Jessica Carlsson, an animal rescuer who had previously called for stricter regulation on the number of animals per cage, said: “Any change is a step in the right direction. A number of shops have closed and I haven’t picked up as many stray cats from outside the market, only 2-3 over the past two months, when on some days alone I used to pick up eight,” added Carlsson, who estimates that she has picked up 50-60 cats from outside the market over the past two years.
Hind Al Matroushi, another animal rescuer, said problems still exist at the market however, especially in the form of the Friday open market where private sellers could come in and sell to the public, without necessarily abiding by the same rules applied to shops, she claims.
“The problem is there is no dedicated entity responsible for implementing the law,” said Al Matroushi. “Who is enforcing and implementing it? No-one. They don’t have the authority to fine or prosecute. The municipality can’t, and the police say it’s not their job.”
Both women had complained about cramped conditions leading to sickness in animals, resulting in abandonment by shops and traders.
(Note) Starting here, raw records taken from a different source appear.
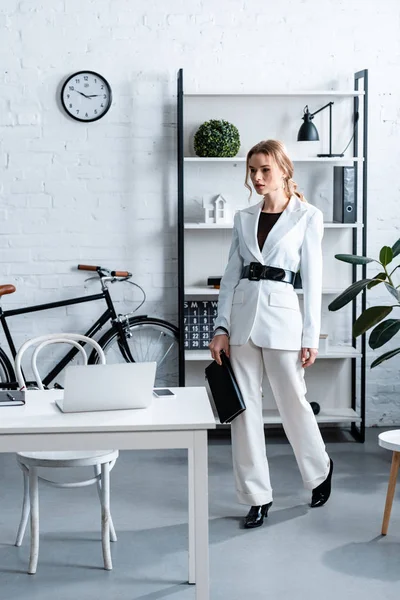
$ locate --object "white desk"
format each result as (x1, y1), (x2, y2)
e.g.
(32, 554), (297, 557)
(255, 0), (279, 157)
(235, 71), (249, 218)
(0, 387), (216, 600)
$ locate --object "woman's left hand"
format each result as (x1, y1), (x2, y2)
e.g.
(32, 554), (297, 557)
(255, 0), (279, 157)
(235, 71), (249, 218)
(301, 347), (318, 368)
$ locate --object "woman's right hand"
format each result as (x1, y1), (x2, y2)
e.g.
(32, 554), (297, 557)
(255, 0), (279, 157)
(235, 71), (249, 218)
(208, 334), (230, 365)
They had also said the area had become a dumping ground for people that no longer wanted their pets, especially during summer when a number of people moved away or went on holiday.
Problem with microchips
Mandatory microchips inserted in a pet’s neck should be able to identify the owner of a pet in the case of illegal abandonment leading to fines of Dh50,000. However, both Carlsson and Al Matroushi said that despite owners having paid vets to insert these chips there remained no central database where these chips were kept on record, with which to identify the owners on the system via their Emirates ID.